Cast iron adds an extra level of scrumptiousness to any recipe, but these rolls are a TKO in my book. They take a little time to prepare (they are a yeast bread) but the recipe is simple and straightforward. At the risk of sounding cliche, I do hereby proclaim that every time serve these, I get asked for the recipe.
Here’s what you need for about 12 rolls:
- 2-1/2 – 2-3/4 cups all-purpose flour
- 2 envelopes Fleischmann’s Rapid Rise yeast
- 3 TBSP sugar
- 3/4 teaspoon salt
- 1 c water
- 2 TBSP Mazola corn oil
- 4 TBSP butter, divided
- Mix 1 cup of the flour, undissolved yeast, sugar, and salt in a large mixing bowl
- Heat water, oil, and 2 TBSP of the butter until very warm (120 – 130 F)
- Add to the flour mixture
- Beat two minutes at a medium speed with an electric mixer, scraping sides occasionally
- Add 1/2 cup of flour
- Beat 2 minutes at high speed
- Stir in enough remaining flour to create a soft dough
- Knead on a lightly floured surface for about 5 minutes or so, until the dough is smooth and elastic
- Cover and let rise until doubled in size
OK, the hard part is over! If you’re new to proofing dough, there’s nothing to it. It works best when the dough is left in a warm area. I usually just leave my dough in the pan and set it near the stove while the oven is heating. DO NOT SET IN THE OVEN OR ON THE STOVE. But near it. Gentle heat. Nothing to it. You should end up with something that looks like
Now, the first thing you’re going to want to do is to grease your cast-iron skillet. For this batch, I used generic shortening from the store. I actually prefer to use lard most of the time, but in either case you really want a fat that is thick and solid at room temperature. SLATHER that stuff on. Not too much, but be generous. It will also help condition (season) your pan.
So now you have a greased skillet and some proofed dough. Let’s finish this!
Divide the dough into 12 equal pieces and shape into balls.
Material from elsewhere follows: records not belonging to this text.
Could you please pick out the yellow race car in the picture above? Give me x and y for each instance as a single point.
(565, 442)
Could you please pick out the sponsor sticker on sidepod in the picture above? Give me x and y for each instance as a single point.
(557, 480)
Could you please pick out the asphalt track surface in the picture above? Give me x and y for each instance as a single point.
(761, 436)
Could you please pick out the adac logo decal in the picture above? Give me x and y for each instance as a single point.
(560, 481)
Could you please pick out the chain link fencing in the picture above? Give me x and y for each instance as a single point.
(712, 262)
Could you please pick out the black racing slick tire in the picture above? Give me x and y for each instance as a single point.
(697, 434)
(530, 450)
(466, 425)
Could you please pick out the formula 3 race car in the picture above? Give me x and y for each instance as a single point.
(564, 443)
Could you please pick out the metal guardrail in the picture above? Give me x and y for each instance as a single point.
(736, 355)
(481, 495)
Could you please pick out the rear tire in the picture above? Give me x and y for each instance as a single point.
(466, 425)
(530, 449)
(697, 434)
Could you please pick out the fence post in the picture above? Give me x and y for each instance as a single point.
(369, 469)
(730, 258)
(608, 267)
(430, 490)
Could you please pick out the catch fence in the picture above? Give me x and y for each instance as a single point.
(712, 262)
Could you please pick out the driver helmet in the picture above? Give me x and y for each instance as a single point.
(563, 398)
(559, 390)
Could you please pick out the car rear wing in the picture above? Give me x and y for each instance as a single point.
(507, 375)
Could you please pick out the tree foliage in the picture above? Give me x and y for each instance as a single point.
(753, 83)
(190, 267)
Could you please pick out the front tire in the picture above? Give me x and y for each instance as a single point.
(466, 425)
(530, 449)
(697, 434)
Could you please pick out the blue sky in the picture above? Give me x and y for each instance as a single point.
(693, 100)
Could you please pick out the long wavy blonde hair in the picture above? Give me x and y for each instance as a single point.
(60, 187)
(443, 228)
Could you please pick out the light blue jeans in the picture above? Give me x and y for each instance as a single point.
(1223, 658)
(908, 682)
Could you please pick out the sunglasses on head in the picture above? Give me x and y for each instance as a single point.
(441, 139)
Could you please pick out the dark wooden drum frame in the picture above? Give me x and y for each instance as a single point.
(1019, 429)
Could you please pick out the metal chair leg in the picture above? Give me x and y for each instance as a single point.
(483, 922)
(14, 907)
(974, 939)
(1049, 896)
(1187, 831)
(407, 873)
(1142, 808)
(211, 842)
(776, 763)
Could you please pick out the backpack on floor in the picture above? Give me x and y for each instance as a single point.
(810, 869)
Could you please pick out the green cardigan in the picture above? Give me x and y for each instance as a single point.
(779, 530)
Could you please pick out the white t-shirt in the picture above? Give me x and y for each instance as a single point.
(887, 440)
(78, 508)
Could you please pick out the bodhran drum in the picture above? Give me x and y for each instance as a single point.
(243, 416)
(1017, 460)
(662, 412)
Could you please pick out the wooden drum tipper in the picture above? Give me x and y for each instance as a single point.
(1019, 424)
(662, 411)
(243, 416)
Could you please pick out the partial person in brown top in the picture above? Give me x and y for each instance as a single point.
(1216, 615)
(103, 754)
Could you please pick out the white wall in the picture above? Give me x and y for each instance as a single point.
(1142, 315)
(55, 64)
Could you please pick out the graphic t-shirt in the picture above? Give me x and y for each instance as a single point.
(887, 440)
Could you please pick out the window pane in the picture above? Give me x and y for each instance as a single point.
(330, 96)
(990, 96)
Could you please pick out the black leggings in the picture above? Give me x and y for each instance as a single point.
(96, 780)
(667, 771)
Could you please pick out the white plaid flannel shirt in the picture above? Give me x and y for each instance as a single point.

You can adjust the size and number if you like.
Place each of the 12 rolls into the greased skillet (a 10″ or 12″ skillet will work great).
Cover the skillet and let rise for a second time, about 30 – 45 minutes or until doubled in size.
Preheat the oven to 375 F. Melt some butter and brush over the rolls.
Bake for 18 – 20 minutes or until slightly browned. Serve warm.
I recommend serving with warm herbed butter of your choice.
Recipe adapted from “Cast Iron Cooking” magazine, published in 2016.